Les rappels ont du mal à combler la transe du public, même avec les invités qui montent sur scène: la chorale « la vieille canaille », (ex de la Canaille du Midi, chorale de chants révolutionnaires, qui « n’a rien à voir avec les vieilles canailles » précise Tomas Jimenez), pour Gallo rojo, gallo negro (un chant de Chicho Sanchez Ferlosio, qui raconte la guerre d’Espagne à travers le combat de deux coqs, l’un rouge (le camp républicain), l’autre noir ((le camp fasciste), puis le père, la sœur, la nièce, les 2 filles et la compagne de Tomas Jimenez, pour Santa Barbara (chanson évoquant le massacre des mineurs des Asturies en grève en 1934, dont la répression, y compris les bombardements aériens préfigurant ceux de Guernica, firent plusieurs milliers de morts), reprise en chœur aux repas de la famille Jimenez) . Une salsa endiablée.

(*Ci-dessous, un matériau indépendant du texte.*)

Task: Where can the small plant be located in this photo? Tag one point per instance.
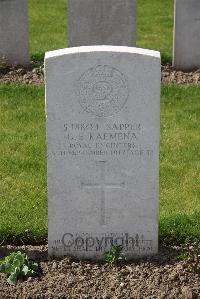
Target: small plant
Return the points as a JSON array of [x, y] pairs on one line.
[[3, 63], [114, 255], [18, 266]]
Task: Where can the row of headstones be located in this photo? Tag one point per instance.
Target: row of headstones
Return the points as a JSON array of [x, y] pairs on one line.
[[94, 22]]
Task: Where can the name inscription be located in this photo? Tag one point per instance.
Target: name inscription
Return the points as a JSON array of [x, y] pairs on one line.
[[99, 139]]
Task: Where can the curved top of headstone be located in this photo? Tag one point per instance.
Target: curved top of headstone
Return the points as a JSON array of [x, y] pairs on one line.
[[103, 48]]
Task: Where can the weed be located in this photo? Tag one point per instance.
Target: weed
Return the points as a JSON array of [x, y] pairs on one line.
[[18, 266], [114, 255]]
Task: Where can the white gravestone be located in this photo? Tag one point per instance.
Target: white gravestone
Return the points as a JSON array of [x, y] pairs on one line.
[[187, 35], [102, 107], [102, 22], [14, 31]]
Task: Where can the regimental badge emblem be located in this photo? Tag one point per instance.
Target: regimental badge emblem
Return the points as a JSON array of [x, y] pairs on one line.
[[102, 90]]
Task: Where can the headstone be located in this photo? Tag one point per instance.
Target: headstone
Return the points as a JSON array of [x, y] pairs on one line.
[[102, 22], [187, 35], [102, 107], [14, 31]]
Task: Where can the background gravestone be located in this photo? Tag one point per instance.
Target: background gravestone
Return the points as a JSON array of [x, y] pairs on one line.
[[102, 22], [102, 106], [187, 34], [14, 31]]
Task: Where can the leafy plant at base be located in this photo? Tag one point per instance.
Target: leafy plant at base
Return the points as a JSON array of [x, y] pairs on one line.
[[18, 266], [114, 255]]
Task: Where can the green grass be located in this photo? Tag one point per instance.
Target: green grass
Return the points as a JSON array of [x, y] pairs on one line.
[[23, 209], [48, 26], [155, 27]]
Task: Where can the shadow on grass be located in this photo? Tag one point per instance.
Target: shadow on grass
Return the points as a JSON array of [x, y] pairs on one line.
[[166, 256]]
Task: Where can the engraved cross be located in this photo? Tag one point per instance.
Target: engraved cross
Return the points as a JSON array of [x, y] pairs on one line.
[[102, 185]]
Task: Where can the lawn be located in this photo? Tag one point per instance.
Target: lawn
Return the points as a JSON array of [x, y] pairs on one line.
[[23, 187], [48, 26]]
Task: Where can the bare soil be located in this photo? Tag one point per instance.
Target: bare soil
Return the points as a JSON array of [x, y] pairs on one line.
[[35, 76], [162, 276]]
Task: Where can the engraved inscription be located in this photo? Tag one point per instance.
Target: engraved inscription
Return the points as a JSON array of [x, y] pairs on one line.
[[102, 90], [102, 185]]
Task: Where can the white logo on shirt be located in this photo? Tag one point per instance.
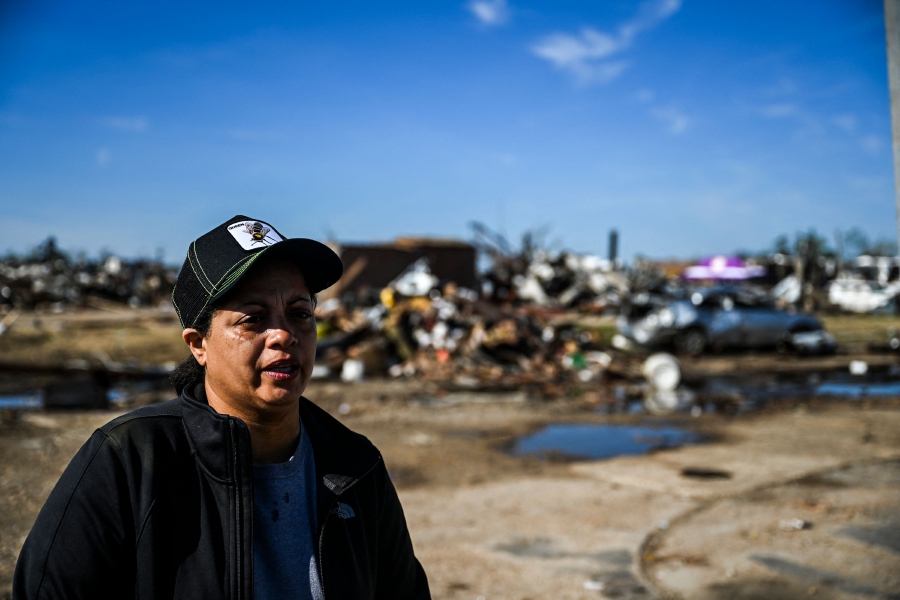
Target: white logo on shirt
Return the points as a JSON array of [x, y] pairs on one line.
[[342, 511]]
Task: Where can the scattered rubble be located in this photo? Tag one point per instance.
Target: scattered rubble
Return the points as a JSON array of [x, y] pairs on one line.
[[49, 277]]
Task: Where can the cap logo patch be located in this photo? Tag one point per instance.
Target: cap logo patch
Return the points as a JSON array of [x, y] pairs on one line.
[[252, 235]]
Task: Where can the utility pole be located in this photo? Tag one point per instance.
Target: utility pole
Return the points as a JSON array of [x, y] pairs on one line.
[[892, 33]]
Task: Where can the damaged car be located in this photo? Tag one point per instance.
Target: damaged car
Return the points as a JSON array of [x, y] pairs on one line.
[[721, 318]]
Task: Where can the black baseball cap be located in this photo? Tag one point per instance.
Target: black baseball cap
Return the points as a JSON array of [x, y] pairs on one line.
[[218, 259]]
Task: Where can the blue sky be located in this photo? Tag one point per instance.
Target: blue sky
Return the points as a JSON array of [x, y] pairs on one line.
[[693, 127]]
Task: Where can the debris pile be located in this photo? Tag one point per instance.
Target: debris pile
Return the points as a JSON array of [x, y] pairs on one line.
[[517, 331], [51, 277]]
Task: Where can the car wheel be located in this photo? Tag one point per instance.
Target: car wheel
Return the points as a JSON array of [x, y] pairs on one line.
[[691, 342]]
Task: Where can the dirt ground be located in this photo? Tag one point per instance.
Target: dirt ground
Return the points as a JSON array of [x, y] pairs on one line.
[[489, 525]]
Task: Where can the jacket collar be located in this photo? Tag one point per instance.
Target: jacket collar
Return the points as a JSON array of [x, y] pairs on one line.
[[341, 456]]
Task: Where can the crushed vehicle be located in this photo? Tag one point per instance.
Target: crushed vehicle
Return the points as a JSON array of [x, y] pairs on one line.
[[862, 296], [720, 318]]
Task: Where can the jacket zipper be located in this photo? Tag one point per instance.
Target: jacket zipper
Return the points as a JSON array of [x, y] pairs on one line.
[[322, 530], [238, 512]]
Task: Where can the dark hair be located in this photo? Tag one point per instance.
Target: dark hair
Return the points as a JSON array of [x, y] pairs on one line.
[[189, 372]]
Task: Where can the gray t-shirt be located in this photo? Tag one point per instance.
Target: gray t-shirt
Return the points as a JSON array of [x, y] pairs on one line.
[[284, 528]]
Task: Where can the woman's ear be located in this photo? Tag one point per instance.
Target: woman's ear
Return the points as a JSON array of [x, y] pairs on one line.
[[195, 342]]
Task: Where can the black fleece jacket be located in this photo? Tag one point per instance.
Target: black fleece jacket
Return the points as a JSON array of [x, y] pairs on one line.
[[159, 504]]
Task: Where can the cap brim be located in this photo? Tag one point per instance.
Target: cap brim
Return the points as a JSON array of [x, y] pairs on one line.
[[321, 266]]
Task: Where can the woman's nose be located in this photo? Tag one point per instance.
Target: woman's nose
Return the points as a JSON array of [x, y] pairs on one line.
[[281, 335]]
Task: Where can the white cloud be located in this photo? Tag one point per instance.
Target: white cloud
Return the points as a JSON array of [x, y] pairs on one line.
[[253, 135], [587, 55], [103, 157], [779, 111], [846, 122], [872, 144], [132, 124], [645, 96], [490, 12], [676, 121]]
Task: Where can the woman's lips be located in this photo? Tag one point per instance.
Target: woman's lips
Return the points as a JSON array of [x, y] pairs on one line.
[[282, 373]]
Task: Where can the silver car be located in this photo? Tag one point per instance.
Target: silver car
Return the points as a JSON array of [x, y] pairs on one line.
[[725, 317]]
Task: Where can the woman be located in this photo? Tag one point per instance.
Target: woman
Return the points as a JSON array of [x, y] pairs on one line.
[[240, 487]]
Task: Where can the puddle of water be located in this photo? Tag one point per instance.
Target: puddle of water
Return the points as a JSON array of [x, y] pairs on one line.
[[587, 442], [858, 390], [21, 402]]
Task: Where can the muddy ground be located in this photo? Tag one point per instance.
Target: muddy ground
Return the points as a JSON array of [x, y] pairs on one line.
[[487, 524], [799, 499]]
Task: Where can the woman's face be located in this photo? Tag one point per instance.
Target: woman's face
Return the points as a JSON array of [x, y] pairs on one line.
[[260, 349]]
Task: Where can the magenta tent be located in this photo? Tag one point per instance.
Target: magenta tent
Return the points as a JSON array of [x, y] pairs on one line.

Et enfin, L’estaca, le pieu du grand poète et musicien catalan Lluis Llach (qui nous manque beaucoup depuis qu’il a du interrompre sa carrière) repris en chœur par toute l’assistance:
Si estirem tots, ella caurà, Si nous tirons tous, il tombera,
I molt de temps no pot durar, Cela ne peut durer plus longtemps,
Segur que tomba, tomba, tomba, C’est sûr il tombera, tombera, tombera…
Si tu l’estires fort per acqui, Si tu le tires fort par ici,
I jo l’estiro fort per alla, Et que je le tire fort par là,
Segur que tomba, tomba, tomba,, C’est sûr, il tombera, tombera, tombera,
I ens podrem alliberar, Et nous pourrons nous libérer.
Ces chansons, qui ont bercé et encouragé les luttes d’hier, tellement d’actualité, font partie du patrimoine populaire, comme les chants de travail et de lutte d’Italie du Nord (mais aussi les chants de la Passion d’Italie du Sud). Elles sont aussi des créations artistiques de grande qualité qui survolent le temps.
Je pense aux Chants libres d’Amérique latine, « La rose qui pleure »,aux manifestations de chant, à Athualpa Yupanqui, Isabel et Violetta Parra, Mercedes Sosa et Daniel Viglietti ; et à Augusto Boal, fondateur du Théâtre de l’Opprimé qui a écrit : « le travail d’un artiste est aussi de montrer que, aujourd’hui comme hier, l’homme peut devenir esclave du travail, des coutumes, des traditions ; mais que tout peut être modifié, que nous pouvons tout transformer, et que tout se transforme –souvent en dépit des apparences ».
Mais aussi à Aimé Césaire qui professait que Les peuples sans mémoire sont des peuples sans avenir .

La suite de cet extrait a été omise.